Today we’re talking about a very exciting and sexy topic: contract policies! I know, you’re probably not jumping out of your skin with excitement, but hear me out. This is super important, and you never know when it might benefit you or your client in some way.
Example 1: You are halfway through a project when you come down with the flu. You are bedridden for days, and the client demands their money back. What do you do?
Example 2: You haven’t started the project yet, but the client has a family emergency and needs the money back. What do you do?

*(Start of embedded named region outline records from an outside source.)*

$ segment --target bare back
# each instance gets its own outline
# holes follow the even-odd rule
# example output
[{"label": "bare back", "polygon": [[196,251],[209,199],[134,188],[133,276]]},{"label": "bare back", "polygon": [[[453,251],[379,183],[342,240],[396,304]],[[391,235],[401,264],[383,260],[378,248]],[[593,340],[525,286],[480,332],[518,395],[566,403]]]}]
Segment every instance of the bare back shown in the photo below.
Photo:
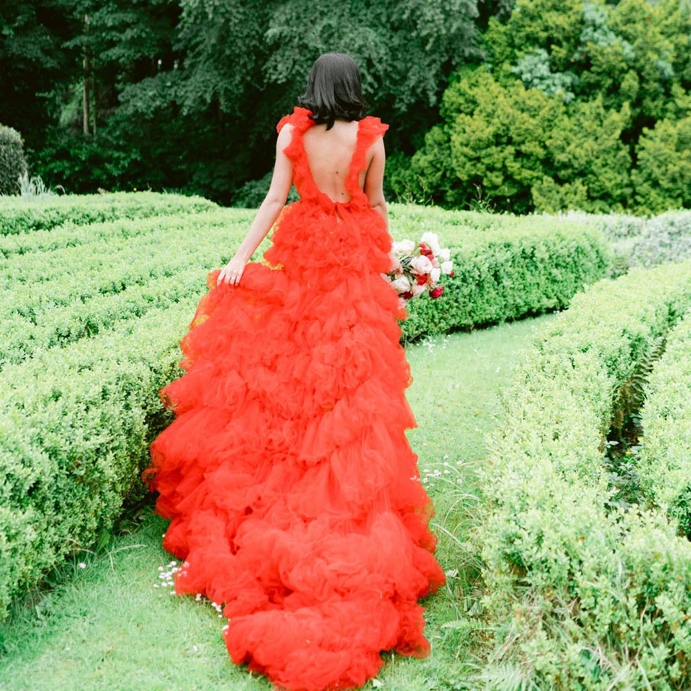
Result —
[{"label": "bare back", "polygon": [[[317,187],[334,202],[350,199],[350,193],[346,189],[346,179],[357,142],[358,124],[356,120],[336,120],[328,131],[325,124],[314,125],[303,137],[312,178]],[[361,187],[364,184],[366,174],[366,167],[360,173]]]}]

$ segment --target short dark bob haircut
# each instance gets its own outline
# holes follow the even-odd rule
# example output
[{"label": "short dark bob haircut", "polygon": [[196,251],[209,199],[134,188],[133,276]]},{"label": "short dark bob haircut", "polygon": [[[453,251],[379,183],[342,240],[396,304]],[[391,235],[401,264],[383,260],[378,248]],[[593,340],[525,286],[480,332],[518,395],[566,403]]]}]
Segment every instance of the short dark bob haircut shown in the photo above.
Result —
[{"label": "short dark bob haircut", "polygon": [[320,55],[310,70],[307,89],[299,99],[312,111],[317,124],[331,129],[337,120],[361,120],[367,104],[362,97],[360,70],[355,61],[342,53]]}]

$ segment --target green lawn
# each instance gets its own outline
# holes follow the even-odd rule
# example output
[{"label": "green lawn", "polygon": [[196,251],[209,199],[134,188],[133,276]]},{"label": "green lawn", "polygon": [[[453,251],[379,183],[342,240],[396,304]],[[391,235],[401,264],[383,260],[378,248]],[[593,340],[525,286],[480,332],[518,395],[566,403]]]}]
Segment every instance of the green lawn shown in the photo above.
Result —
[{"label": "green lawn", "polygon": [[[475,506],[474,466],[496,424],[497,394],[533,328],[549,316],[408,347],[408,390],[419,427],[409,432],[437,507],[437,557],[448,585],[428,598],[424,660],[386,654],[377,681],[392,691],[471,688],[477,669],[467,635],[476,565],[465,540]],[[93,553],[70,559],[15,606],[0,625],[0,689],[8,691],[268,690],[234,665],[220,636],[226,623],[207,601],[160,586],[171,560],[160,547],[167,522],[151,502]],[[162,579],[164,580],[164,579]]]}]

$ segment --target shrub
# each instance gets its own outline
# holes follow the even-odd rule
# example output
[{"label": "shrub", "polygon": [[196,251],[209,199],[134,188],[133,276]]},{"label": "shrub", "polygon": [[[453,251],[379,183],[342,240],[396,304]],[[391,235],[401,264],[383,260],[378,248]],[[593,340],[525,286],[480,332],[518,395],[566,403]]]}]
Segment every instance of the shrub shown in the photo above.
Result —
[{"label": "shrub", "polygon": [[524,352],[490,439],[476,536],[495,681],[687,688],[691,545],[663,512],[613,502],[605,455],[620,389],[687,313],[691,262],[636,268],[576,296]]},{"label": "shrub", "polygon": [[154,309],[93,339],[35,353],[0,377],[0,618],[64,556],[142,495],[156,392],[175,376],[193,311]]},{"label": "shrub", "polygon": [[218,208],[201,197],[156,192],[63,195],[48,197],[38,204],[21,198],[0,198],[0,236],[50,230],[68,222],[84,225],[117,218],[194,214]]},{"label": "shrub", "polygon": [[649,505],[691,537],[691,315],[669,334],[641,411],[636,465]]},{"label": "shrub", "polygon": [[410,303],[401,325],[408,339],[561,309],[609,269],[607,243],[577,224],[405,206],[391,216],[397,239],[433,230],[454,262],[440,299]]},{"label": "shrub", "polygon": [[691,117],[659,120],[644,128],[633,171],[636,201],[641,210],[659,214],[691,208]]},{"label": "shrub", "polygon": [[[127,196],[102,208],[91,198],[18,205],[35,229],[0,236],[0,616],[143,491],[148,442],[168,419],[156,392],[181,373],[178,344],[206,272],[230,258],[254,216]],[[562,306],[607,267],[597,231],[550,219],[393,205],[391,227],[397,238],[437,231],[457,262],[439,300],[413,303],[408,337]]]},{"label": "shrub", "polygon": [[[122,220],[89,226],[86,232],[63,227],[0,238],[16,244],[43,236],[30,245],[32,251],[26,244],[21,254],[4,248],[0,369],[37,349],[93,336],[118,320],[135,319],[198,292],[205,267],[229,258],[230,244],[241,239],[246,217],[219,209],[196,214],[193,221],[187,215]],[[195,240],[184,253],[170,251],[176,238],[191,232]],[[44,238],[51,236],[51,249],[44,251]]]},{"label": "shrub", "polygon": [[19,193],[17,180],[26,173],[23,144],[17,130],[0,124],[0,195]]}]

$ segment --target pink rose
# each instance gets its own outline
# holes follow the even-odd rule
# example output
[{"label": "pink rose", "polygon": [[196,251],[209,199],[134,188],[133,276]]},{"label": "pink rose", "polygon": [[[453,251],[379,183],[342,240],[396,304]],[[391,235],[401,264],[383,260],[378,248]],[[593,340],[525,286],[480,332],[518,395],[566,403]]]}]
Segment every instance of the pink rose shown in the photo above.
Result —
[{"label": "pink rose", "polygon": [[424,254],[415,257],[410,261],[410,268],[416,274],[428,274],[434,268],[432,262]]}]

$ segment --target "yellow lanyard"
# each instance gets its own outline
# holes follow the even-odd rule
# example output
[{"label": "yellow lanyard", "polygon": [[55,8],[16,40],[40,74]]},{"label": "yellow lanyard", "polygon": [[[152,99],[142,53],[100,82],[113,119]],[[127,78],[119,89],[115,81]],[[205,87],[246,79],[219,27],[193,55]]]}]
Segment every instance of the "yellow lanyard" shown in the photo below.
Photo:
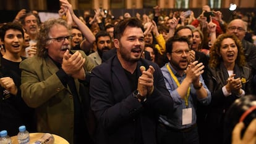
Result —
[{"label": "yellow lanyard", "polygon": [[[173,71],[171,70],[170,66],[168,64],[166,64],[166,68],[169,71],[169,73],[171,74],[171,76],[173,77],[173,79],[174,80],[175,82],[176,83],[177,86],[179,87],[181,85],[179,82],[179,81],[177,79],[177,77],[174,75]],[[187,95],[185,97],[185,105],[187,107],[189,106],[189,97],[190,92],[190,87],[189,87],[187,92]]]}]

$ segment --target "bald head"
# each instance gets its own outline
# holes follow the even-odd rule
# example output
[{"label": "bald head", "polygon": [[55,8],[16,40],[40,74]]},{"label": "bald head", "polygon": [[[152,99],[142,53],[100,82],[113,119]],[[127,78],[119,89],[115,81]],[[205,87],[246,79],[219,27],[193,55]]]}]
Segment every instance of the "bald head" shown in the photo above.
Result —
[{"label": "bald head", "polygon": [[228,25],[226,33],[235,34],[240,41],[242,41],[247,30],[245,23],[241,19],[234,19]]},{"label": "bald head", "polygon": [[208,6],[208,5],[205,5],[205,6],[203,6],[203,7],[202,7],[202,10],[203,12],[204,12],[204,11],[210,12],[210,11],[211,11],[211,8],[210,7],[210,6]]}]

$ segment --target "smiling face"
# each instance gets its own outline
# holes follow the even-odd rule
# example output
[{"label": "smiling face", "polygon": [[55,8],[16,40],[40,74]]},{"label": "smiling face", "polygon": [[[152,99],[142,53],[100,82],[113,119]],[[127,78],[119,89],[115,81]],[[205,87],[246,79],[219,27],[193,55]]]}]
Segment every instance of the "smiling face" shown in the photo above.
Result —
[{"label": "smiling face", "polygon": [[18,54],[20,52],[23,42],[22,32],[13,29],[7,30],[2,42],[6,53]]},{"label": "smiling face", "polygon": [[[69,36],[68,30],[66,27],[59,24],[56,24],[50,30],[50,38],[66,37]],[[67,49],[70,50],[70,41],[69,39],[64,39],[64,41],[58,42],[56,39],[49,39],[49,44],[46,45],[46,49],[48,49],[48,55],[54,61],[62,63],[63,55]]]},{"label": "smiling face", "polygon": [[144,50],[144,35],[142,30],[138,27],[127,26],[120,40],[114,40],[118,58],[121,61],[135,62]]},{"label": "smiling face", "polygon": [[234,64],[237,57],[237,47],[233,39],[226,38],[222,41],[220,54],[224,64]]},{"label": "smiling face", "polygon": [[36,34],[38,32],[38,24],[36,17],[33,15],[27,16],[24,19],[23,28],[28,34]]},{"label": "smiling face", "polygon": [[73,28],[71,30],[72,38],[71,40],[71,47],[74,47],[76,45],[80,44],[83,40],[83,35],[80,30]]},{"label": "smiling face", "polygon": [[189,64],[189,47],[186,42],[176,41],[173,44],[171,53],[167,57],[173,67],[178,72],[183,72]]},{"label": "smiling face", "polygon": [[247,28],[244,22],[240,19],[231,21],[228,25],[226,33],[234,34],[237,38],[242,41],[245,36]]}]

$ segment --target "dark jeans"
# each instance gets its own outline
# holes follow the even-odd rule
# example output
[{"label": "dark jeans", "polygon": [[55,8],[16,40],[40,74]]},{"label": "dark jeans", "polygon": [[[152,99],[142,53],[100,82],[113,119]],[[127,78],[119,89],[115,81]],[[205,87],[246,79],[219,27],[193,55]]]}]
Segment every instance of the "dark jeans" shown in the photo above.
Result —
[{"label": "dark jeans", "polygon": [[179,132],[158,124],[157,128],[158,144],[198,144],[197,127],[188,131]]}]

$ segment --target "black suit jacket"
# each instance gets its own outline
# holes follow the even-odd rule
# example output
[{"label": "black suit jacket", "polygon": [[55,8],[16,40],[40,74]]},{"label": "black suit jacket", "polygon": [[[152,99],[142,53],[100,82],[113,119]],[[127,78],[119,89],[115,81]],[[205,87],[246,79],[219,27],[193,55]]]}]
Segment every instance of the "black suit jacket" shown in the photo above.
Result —
[{"label": "black suit jacket", "polygon": [[141,127],[144,143],[155,144],[158,114],[173,109],[173,101],[166,89],[162,73],[156,64],[143,58],[138,62],[146,69],[152,65],[155,89],[144,103],[139,102],[131,89],[116,55],[92,71],[90,83],[91,106],[97,119],[96,143],[134,143],[136,124]]}]

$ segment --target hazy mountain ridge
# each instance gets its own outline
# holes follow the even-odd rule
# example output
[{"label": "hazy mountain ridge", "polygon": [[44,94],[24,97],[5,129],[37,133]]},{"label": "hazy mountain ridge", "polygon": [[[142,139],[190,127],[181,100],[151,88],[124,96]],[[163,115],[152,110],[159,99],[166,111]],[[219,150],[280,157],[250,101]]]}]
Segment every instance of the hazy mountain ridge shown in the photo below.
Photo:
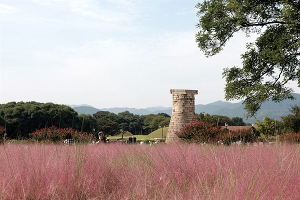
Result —
[{"label": "hazy mountain ridge", "polygon": [[[270,100],[265,102],[262,105],[261,109],[258,111],[256,118],[246,118],[244,114],[246,112],[244,110],[244,105],[242,102],[231,103],[218,100],[206,104],[197,104],[195,105],[195,112],[226,116],[230,118],[239,116],[242,118],[244,122],[250,123],[255,122],[256,119],[262,120],[266,115],[268,115],[270,118],[280,120],[281,116],[290,114],[288,110],[290,106],[300,104],[300,94],[292,93],[292,94],[296,98],[294,100],[285,100],[279,103],[275,103]],[[98,109],[91,106],[74,106],[74,109],[79,114],[92,114],[99,110],[108,111],[115,114],[128,110],[130,113],[140,115],[158,114],[160,112],[164,112],[170,116],[172,114],[171,107],[165,108],[160,106],[140,109],[130,108]]]}]

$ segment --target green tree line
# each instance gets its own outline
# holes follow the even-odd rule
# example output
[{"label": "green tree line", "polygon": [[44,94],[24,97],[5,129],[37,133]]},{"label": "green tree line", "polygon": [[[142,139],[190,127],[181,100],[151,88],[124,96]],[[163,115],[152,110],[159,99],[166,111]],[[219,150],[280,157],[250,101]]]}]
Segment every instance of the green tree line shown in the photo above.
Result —
[{"label": "green tree line", "polygon": [[0,104],[0,126],[6,128],[10,138],[27,138],[35,130],[52,126],[92,134],[102,131],[115,135],[122,130],[135,134],[147,134],[160,126],[168,126],[170,118],[165,114],[139,116],[128,111],[118,114],[99,111],[92,116],[78,114],[68,106],[50,102]]}]

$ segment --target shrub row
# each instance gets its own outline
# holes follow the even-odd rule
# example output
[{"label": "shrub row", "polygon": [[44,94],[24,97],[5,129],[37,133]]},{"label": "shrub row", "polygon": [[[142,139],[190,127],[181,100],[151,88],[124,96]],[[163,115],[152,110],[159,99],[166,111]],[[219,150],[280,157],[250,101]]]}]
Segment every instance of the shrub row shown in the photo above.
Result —
[{"label": "shrub row", "polygon": [[300,132],[290,132],[279,136],[279,140],[288,142],[300,142]]},{"label": "shrub row", "polygon": [[222,143],[226,144],[238,141],[244,143],[252,142],[256,141],[259,136],[253,128],[234,131],[222,130],[220,126],[198,121],[184,126],[182,131],[176,134],[180,138],[190,142]]}]

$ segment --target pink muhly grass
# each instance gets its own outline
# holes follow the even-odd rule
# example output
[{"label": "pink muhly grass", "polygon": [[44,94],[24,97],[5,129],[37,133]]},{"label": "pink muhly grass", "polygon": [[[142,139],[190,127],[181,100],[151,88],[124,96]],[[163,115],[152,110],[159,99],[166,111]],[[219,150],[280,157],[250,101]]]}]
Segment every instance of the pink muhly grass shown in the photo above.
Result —
[{"label": "pink muhly grass", "polygon": [[294,144],[6,144],[0,199],[299,199]]}]

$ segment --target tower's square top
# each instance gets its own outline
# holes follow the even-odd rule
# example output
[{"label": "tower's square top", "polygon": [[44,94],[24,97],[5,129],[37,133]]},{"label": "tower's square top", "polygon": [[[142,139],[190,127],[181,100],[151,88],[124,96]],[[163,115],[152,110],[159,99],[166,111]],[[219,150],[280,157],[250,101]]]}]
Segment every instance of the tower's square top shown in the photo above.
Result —
[{"label": "tower's square top", "polygon": [[198,90],[170,90],[170,93],[198,94]]}]

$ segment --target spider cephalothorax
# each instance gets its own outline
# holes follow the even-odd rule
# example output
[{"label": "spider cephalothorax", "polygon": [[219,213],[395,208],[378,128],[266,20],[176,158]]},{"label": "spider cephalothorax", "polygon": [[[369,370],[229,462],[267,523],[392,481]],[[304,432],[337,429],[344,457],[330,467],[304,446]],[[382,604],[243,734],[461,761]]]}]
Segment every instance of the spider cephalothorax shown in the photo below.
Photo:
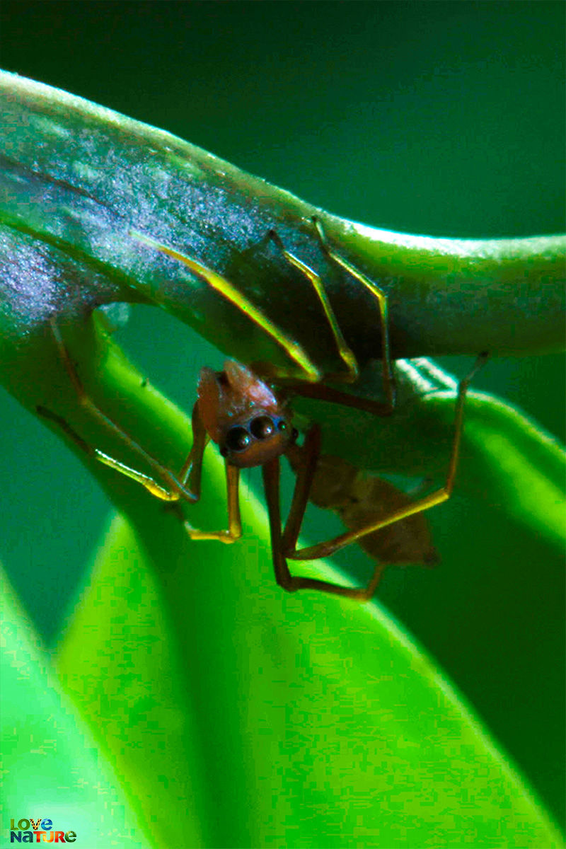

These are just a few examples of why policies are so important for session musicians (or any freelancer, really), so let’s get into a few important policies you need as a session musician!
Session Musician Policies
If you work through a professional studio or organization, there are likely company policies that handle a lot of these. If you’re a solo session musician, however, I highly recommend you have these! I will tell you my own policies just in case you’re not sure what you need, but it’s important to tailor these to your own business eventually. What worked for me may not work for you or your clients.
1). Cancellation Policy
This is for both you and your client. What happens if you or they need to cancel? How much time or notice do you need to have? Will any of their payment be refunded? I start working on projects pretty quickly, so I let clients know that if they need to cancel and I’ve already started, part of their payment will not be refunded. Time is money, right? If they aren’t sure if they’ll need to cancel, I ask them to let me know up front so I know to wait a certain time before starting. If I haven’t started yet, I usually provide a full refund. There are MANY ways to work a Cancellation Policy and every creative freelancer tends to have a different opinion on it, so use what works for you!
2). Refund Policy
There are two reasons to offer a refund: 1). If the client cancels (see above), or 2). If the client is unsatisfied with your work. The latter is a bummer for sure, but it’s important to plan for things like this. Not everyone will be thrilled with what you do, and some people are just determined to be jerks. What I did was have a strong Edit/Revision Policy (see below), and if we still couldn’t reach an agreement, I would refund part of their payment. The only time I ever refunded a full payment was if they cancelled before I started. Your time is valuable so don’t feel like you shouldn’t get paid! If you’re worried about a client going ballistic and leaving you negative reviews, you’ll have your policies in place to ensure that the client knew up front what was happening.
You also have the option with a refund policy to not let the client use the work you’ve done. This can be difficult if you’ve already turned it over or if you recorded it at their studio, but it is an option. I very rarely had to give a refund so I don’t want to scare you into thinking it’s an everyday occurrence, but it’s an important policy to have in place!
3). Edit/Revision Policy
This is typically what will save you from having to give a refund. It’s up to you how many revisions you will provide, but I usually kept the cutoff at three. Some people only provide one. What you don’t want is someone who nitpicks the tiniest little things and is still contacting you months later to make changes. You should also have a timeframe where no further edits will be given without a fee. For example, they get X amount of edits before closing the project, but after X weeks, the project is closed and any additional edits will be a fee of $X.
4). Turnaround Time Policy
This ensures that the client will get a timely delivery, and that you get the amount of time needed to complete the project without being hounded about it. I can’t give a lot of advice here because it depends on your schedule, but the average is between 3 days to a week. If you don’t record yourself, you may have to add extra time to ensure that the studio can fit you into their schedule.
This is more for the clients, to assure them that you will not share any of their work without their permission. You can be more detailed here if you like. For example, I often share clients’ finished songs on my social media pages. They enjoy the extra publicity and it’s a great way to connect with others to show them what I’ve been working on. You can add this into your policy if you like. I would not ever share songs without the clients’ permission, so this would be a good way to broach that topic.
6). Work For Hire Release
Many clients ask for this up front, but it’s good to have one ready. There are generic templates here or you can use them as a guide to create your own.
Do I Need a Lawyer to Make or Review These?
It never hurts to have a pair of legal eyes on a document, but I don’t think you need one. Most clients accept policies as binding and if they don’t, you can get a lawyer at that point. Please keep in mind, though, that I am not a lawyer. I’m giving you advice that has helped me in my career in the hopes that it will help you. I am not giving you legal advice, so if you feel like you might need a lawyer, go for it.
Communication is so important as a session musician. So important, in fact, that I wrote a whole book on it. It’s geared toward songwriters, but it will help you understand what you need from them. If you want to check it out, it’s right here!
I am also currently giving private consultations for session musicians. We can talk about whatever you like, whether it’s policies, recording, or any other aspect of running a session business. Feel free to contact me about it here!
I hope this gives you a head start on your session musician policies! Just remember that these are designed to help both you and your clients, and they will make you seem much more professional.